A Casa dos Fortunatos – A Inovadora que nunca se impusera como nome comercial conhecido - fechava para sempre as portas à sua clientela. A rua ficava mais triste e sombria. O comércio local continuava a empobrecer. E, as restantes antigas casas comerciais da rua - como a do Hipólito, dos Pombinhos, da Fortuna, do Borrajo e a mercearia do Zé Pinto e, outras já desaparecidas, como a Formosura Reguense, do Valente Velho - que tinham feito da Régua uma terra de prósperos negócios, sentiam as primeiras dificuldades com o aparecimento de uma nova concorrência comercial. Os anos em que se distribuía mais beneficio e a produção do vinho se vendia a bons preços escasseavam. Com menos rendimentos, as pessoas não gastavam tanto dinheiro no comércio local, o que se reflectia nas vendas, ao apresentarem piores lucros. As oportunidades dos comerciantes fazerem grandes fortunas já não eram como no antigamente. Por isso, nos nossos dias, o negócio dos Fortunatos teria mais dificuldades de resistir ao comércio que se passou a fazer na Régua. A clientela mudou os seus hábitos de compras. Surgiram, como ia acontecendo noutros lugares, as grandes superfícies comerciais, como o Pingo Doce, o Lidl, o Intermarché, o Dia e inúmeras lojas de chineses, para quem o rosto das pessoas nada importa ou significa.

As marcas deste incêndio são visíveis na cidade, passados que são 14 anos da tragédia. O edifício mantém-se em ruínas para tristeza dos que passam nesta rua. As velhas paredes de xisto resistem ao passar dos anos. Na padieira da porta principal, o anúncio da casa permanece intacto, talvez que à espera que um milagre a faça ressurgir das cinzas.

Este incêndio fez-nos reviver as memórias dos tempos que os bombeiros da Régua eram chamados para os incêndios pelas diferentes badaladas do sino da Igreja do Cruzeiro. Como o assunto é desconhecido, recordamos a crónica de Joaquim Pires (pseudónimo do escritor reguense Dr. João de Araújo Correia), publicada no “O Arrais”, em 6 de Março de 1980, que nos fala de uma curiosa lista de “Sinais dos Incêndios”, usada para dar a saber aos bombeiros onde havia o fogo:

“Estou a ver, no quarto de meu pai, dentro de um caixilho, uma espécie de registo intitulado Sinais de Incêndio. Mas em ortografia antiga… Os sinais rezam como Signaes.

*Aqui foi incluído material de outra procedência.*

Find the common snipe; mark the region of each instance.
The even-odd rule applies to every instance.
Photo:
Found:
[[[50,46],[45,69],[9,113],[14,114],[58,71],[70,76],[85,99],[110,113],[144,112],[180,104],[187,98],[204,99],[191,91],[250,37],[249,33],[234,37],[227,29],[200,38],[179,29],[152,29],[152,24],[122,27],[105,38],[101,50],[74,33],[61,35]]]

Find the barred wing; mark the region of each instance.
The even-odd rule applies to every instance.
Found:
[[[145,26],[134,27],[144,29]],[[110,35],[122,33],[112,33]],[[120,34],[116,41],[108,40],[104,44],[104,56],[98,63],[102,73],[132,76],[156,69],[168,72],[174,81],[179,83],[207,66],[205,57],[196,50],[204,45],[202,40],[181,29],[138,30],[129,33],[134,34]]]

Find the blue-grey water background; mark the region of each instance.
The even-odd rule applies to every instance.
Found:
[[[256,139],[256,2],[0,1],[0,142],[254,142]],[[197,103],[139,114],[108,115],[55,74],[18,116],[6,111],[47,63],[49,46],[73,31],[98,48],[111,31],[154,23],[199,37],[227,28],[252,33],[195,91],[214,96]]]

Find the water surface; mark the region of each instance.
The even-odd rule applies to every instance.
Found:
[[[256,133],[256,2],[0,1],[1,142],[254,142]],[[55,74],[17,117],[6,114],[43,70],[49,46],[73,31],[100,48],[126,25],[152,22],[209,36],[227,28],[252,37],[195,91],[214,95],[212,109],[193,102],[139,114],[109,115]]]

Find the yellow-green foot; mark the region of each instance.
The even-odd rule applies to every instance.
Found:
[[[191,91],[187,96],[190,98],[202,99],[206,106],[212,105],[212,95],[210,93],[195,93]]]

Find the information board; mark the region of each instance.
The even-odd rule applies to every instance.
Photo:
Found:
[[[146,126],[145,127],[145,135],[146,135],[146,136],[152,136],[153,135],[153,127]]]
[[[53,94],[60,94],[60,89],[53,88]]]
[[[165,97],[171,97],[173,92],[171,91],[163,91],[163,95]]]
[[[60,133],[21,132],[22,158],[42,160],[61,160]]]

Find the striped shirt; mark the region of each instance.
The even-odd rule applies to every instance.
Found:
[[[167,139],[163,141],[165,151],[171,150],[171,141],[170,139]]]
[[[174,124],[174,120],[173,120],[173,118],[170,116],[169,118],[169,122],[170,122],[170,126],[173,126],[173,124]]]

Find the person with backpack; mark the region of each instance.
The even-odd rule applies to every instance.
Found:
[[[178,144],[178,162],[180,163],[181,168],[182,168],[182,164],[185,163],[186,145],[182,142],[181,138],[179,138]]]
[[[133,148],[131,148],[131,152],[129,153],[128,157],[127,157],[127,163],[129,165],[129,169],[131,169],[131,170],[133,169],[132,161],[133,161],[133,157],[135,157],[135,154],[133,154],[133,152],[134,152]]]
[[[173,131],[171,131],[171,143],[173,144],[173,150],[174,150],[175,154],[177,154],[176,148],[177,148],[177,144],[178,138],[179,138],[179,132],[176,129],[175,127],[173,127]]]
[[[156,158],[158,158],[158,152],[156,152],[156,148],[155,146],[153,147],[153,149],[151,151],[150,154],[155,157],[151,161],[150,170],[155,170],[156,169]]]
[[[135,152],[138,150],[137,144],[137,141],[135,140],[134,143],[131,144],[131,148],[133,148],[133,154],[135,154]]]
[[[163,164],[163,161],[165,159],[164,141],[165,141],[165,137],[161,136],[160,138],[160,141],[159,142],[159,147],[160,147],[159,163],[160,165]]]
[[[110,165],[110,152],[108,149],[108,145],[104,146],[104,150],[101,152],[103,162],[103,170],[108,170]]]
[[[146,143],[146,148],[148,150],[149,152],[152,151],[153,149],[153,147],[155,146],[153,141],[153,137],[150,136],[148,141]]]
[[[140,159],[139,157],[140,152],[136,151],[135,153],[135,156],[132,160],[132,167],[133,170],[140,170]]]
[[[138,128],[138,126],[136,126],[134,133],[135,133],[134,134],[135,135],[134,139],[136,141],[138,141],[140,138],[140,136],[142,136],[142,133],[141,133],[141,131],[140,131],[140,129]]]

Pela ortografia se poderá avaliar a idade do registo. Idade antiga, embora posterior a Gregos e Romanos…

Pendia o registo com a sua moldura, sobre a mesinha de cabeceira de meu pai. Era uma espécie de semideus lareiro. De noite ou de dia, se o sino do Cruzeiro tocasse a fogo, aqui na Régua, o benemérito registo indicava a meu pai o sítio em que lavraria ponta de incêndio capaz de destruir a Régua.

No tempo de meu pai, havia mais medo a fogos do que hoje. Se havia confiança nos bombeiros, haveria menos confiança no material que então usavam. Hoje, tanto se confia na bomba como no bombeiro. O munícipe sossega.

Também havia, no tempo de meu pai, maior curiosidade ou possibilidade de saber onde era o fogo. Hoje, não o diz a ninguém a lúgubre sereia. O morador desiste de ser curioso ou sai à rua a perguntar: onde é o incêndio?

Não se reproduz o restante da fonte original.